2. Prove that for any $2\le n \in \mathbb{N}$ there exists positive integers $a_1,a_2,\cdots,a_n$ such that $\forall i\neq j: \text{gcd}(a_i,a_j) = 1$ and $\forall i: a_i \ge 1402$ and the given relation holds. $$[\frac{a_1}{a_2}]+[\frac{a_2}{a_3}]+\cdots+[\frac{a_n}{a_1}] = [\frac{a_2}{a_1}]+[\frac{a_3}{a_2}]+\cdots+[\frac{a_1}{a_n}]$$
Problem
Source: 2023 Iran MO 2nd round
Tags: number theory
18.05.2023 05:27
Just use $n!-1,2(n!)-1,\cdots, n(n!)-1$.
18.05.2023 09:36
See here.....
19.05.2023 17:02
gghx wrote: Just use $n!-1,2(n!)-1,\cdots, n(n!)-1$. $\forall i: a_i \ge 1402$
20.05.2023 05:03
gghx wrote: Just use $n!-1,2(n!)-1,\cdots, n(n!)-1$. Following this hint we let $$a_i = i\cdot k! - 1$$and choose $k$ sufficiently large such that $k > n$ and $a_i \geq 1402$ for all $1 \leq i \leq n$. Check that for all $i > j$ $$(a_i, a_j) = (i\cdot k! - 1, j\cdot k! - 1) = ((i - j)\cdot k!, \, j\cdot k! - 1) = (i-j,\, j\cdot k! - 1) = 1$$where the last equality follows from the fact that $i - j < n < k$ and $i-j \mid k!$. Then for $1 \leq i \leq n-1$ we have $$0 < \frac{a_{i}}{a_{i+1}} = \frac{i\cdot k! - 1}{(i+1)\cdot k! - 1} < 1$$which makes $\Big\lfloor \frac{a_{i}}{a_{i+1}} \Big\rfloor = 0$ for all such $i$. Since $$\frac{a_{n}}{a_{1}} = \frac{n\cdot k! - 1}{k! - 1} = n + \frac{n - 1}{k! - 1} \in (n, n+1)$$we get $\Big\lfloor \frac{a_{n}}{a_{1}} \Big\rfloor = n$. So, the LHS of the given equation is $n$. Next, observe that for $2 \leq i \leq n-1$ we have $$\frac{a_{i + 1}}{a_{i}} = \frac{(i + 1)\cdot k! - 1}{i\cdot k! - 1} = 1 + \frac{k! }{i\cdot k! - 1} \in (1, 2)$$which makes $\Big\lfloor \frac{a_{i + 1}}{a_{i}} \Big\rfloor = 1$ for all such $i$. Since $$0 < \frac{a_{1}}{a_{n}} = \frac{k! - 1}{n\cdot k! - 1} < 1$$we get $\Big\lfloor \frac{a_{1}}{a_{n}} \Big\rfloor = 0$. Finally, note that $$\frac{a_{2}}{a_{1}} = \frac{2\cdot k! - 1}{k! - 1} = 2 + \frac{1}{k! - 1} \in (2, 3)$$and this gives us $\Big\lfloor \frac{a_{2}}{a_{1}} \Big\rfloor = 2$. Combining all these we get that the RHS of the given equation is also $n$.
29.05.2023 10:56
Also it could be solved by using the fact that for each $2\leq N $ there exist a prime number between $N$ and $2N$. (known as Chebyshev's theorem)
30.06.2023 11:50
Seems like no one mentioned it before.

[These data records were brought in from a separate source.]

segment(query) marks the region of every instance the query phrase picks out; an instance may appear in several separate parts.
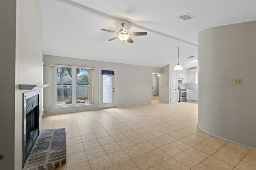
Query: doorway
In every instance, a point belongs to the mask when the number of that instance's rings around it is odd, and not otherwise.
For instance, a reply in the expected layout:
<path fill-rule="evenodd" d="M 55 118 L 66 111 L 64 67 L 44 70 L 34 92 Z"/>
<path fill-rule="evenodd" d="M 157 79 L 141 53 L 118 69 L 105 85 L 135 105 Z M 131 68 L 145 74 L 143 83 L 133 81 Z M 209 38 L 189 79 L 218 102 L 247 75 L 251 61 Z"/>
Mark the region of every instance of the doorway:
<path fill-rule="evenodd" d="M 100 108 L 115 107 L 115 70 L 100 69 Z"/>
<path fill-rule="evenodd" d="M 152 73 L 152 96 L 151 100 L 159 100 L 159 74 Z"/>

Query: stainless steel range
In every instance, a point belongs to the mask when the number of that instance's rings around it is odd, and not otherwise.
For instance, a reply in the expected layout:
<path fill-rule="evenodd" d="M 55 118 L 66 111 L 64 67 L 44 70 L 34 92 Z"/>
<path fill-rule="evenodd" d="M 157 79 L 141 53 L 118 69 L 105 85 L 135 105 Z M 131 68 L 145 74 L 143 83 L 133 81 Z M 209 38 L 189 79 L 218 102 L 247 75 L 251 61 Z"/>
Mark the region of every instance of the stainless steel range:
<path fill-rule="evenodd" d="M 187 90 L 180 89 L 180 102 L 187 101 Z"/>

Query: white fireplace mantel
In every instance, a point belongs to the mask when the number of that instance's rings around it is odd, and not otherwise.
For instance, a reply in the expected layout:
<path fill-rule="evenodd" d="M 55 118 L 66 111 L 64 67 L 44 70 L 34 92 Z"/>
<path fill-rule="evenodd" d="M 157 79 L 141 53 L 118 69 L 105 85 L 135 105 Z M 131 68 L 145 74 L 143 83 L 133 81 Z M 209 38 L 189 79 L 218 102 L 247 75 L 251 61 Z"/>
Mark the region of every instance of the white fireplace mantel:
<path fill-rule="evenodd" d="M 40 88 L 44 88 L 49 84 L 19 84 L 20 90 L 33 90 Z"/>

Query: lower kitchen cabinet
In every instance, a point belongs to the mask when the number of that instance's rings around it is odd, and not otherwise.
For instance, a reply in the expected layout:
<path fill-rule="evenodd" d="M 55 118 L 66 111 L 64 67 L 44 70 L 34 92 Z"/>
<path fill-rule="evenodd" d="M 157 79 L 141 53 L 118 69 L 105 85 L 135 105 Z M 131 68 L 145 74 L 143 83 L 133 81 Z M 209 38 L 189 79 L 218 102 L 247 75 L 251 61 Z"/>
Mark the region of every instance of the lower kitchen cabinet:
<path fill-rule="evenodd" d="M 198 101 L 198 90 L 189 90 L 189 100 L 192 101 Z"/>

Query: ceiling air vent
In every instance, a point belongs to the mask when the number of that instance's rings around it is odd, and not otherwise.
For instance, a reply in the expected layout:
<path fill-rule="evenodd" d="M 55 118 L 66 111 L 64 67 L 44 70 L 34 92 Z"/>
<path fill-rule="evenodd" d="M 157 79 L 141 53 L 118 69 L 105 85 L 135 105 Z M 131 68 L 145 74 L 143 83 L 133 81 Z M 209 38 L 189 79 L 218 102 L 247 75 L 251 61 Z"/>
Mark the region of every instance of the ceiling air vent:
<path fill-rule="evenodd" d="M 196 17 L 192 16 L 191 15 L 189 15 L 188 14 L 185 14 L 183 15 L 182 15 L 178 17 L 182 19 L 183 20 L 190 20 L 195 18 Z"/>

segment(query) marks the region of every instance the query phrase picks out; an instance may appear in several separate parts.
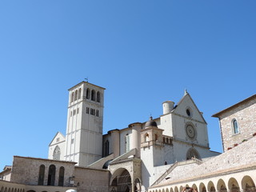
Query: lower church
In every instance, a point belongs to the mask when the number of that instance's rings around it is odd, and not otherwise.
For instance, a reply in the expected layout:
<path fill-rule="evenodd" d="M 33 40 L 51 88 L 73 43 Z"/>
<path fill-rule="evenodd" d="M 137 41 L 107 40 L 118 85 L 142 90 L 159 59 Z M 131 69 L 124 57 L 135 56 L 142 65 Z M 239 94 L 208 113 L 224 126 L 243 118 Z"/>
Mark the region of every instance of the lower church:
<path fill-rule="evenodd" d="M 255 191 L 256 95 L 216 114 L 223 154 L 210 150 L 207 123 L 186 90 L 162 114 L 102 134 L 105 88 L 69 90 L 66 134 L 48 159 L 14 156 L 0 173 L 0 192 Z M 255 133 L 254 133 L 255 132 Z"/>

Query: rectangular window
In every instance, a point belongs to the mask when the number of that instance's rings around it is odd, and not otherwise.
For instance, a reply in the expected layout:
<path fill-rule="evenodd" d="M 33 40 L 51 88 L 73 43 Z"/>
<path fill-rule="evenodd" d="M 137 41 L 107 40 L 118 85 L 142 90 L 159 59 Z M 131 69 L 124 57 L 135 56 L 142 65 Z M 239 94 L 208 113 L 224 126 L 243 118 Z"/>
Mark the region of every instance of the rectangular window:
<path fill-rule="evenodd" d="M 126 142 L 125 153 L 126 153 L 130 150 L 130 135 L 129 134 L 126 135 L 125 142 Z"/>

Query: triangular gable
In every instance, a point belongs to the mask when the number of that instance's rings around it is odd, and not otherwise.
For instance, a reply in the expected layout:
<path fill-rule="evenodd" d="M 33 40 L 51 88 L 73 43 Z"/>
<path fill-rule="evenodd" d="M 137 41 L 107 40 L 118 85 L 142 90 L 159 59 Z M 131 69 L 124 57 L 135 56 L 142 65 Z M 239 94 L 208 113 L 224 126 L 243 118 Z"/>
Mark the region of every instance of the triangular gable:
<path fill-rule="evenodd" d="M 195 105 L 191 96 L 189 93 L 186 92 L 182 99 L 178 102 L 176 107 L 173 110 L 172 113 L 178 114 L 182 116 L 187 116 L 186 109 L 190 108 L 192 110 L 192 118 L 203 122 L 206 123 L 205 118 L 202 115 L 202 113 L 198 110 L 198 106 Z M 207 124 L 207 123 L 206 123 Z"/>
<path fill-rule="evenodd" d="M 56 142 L 57 138 L 59 138 L 59 142 Z M 65 142 L 66 141 L 66 138 L 65 136 L 59 131 L 57 132 L 57 134 L 55 134 L 55 136 L 54 137 L 53 140 L 51 140 L 50 143 L 49 144 L 49 146 L 52 146 L 54 145 L 55 143 L 58 143 L 61 142 Z"/>

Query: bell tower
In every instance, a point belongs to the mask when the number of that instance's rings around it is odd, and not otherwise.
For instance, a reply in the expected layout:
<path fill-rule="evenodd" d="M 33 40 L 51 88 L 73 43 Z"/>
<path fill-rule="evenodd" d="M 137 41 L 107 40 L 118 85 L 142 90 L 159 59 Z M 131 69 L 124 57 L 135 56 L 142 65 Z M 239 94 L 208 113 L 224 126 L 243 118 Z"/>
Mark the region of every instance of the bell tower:
<path fill-rule="evenodd" d="M 69 89 L 66 161 L 86 166 L 102 158 L 104 90 L 88 82 Z"/>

There exists a solution by induction, if someone is interested in, he/she can post the solution by induction.
08.04.2024 22:29
cefer wrote: $((i - j)\cdot k!, \, j\cdot k! - 1) = (i-j,\, j\cdot k! - 1) $ . What's the reason for that?
08.04.2024 23:04
AgentC wrote: cefer wrote: $((i - j)\cdot k!, \, j\cdot k! - 1) = (i-j,\, j\cdot k! - 1) $ . What's the reason for that? Because $k!$ divides $j\cdot k!$ which means $(k!, j\cdot k! - 1) = 1$.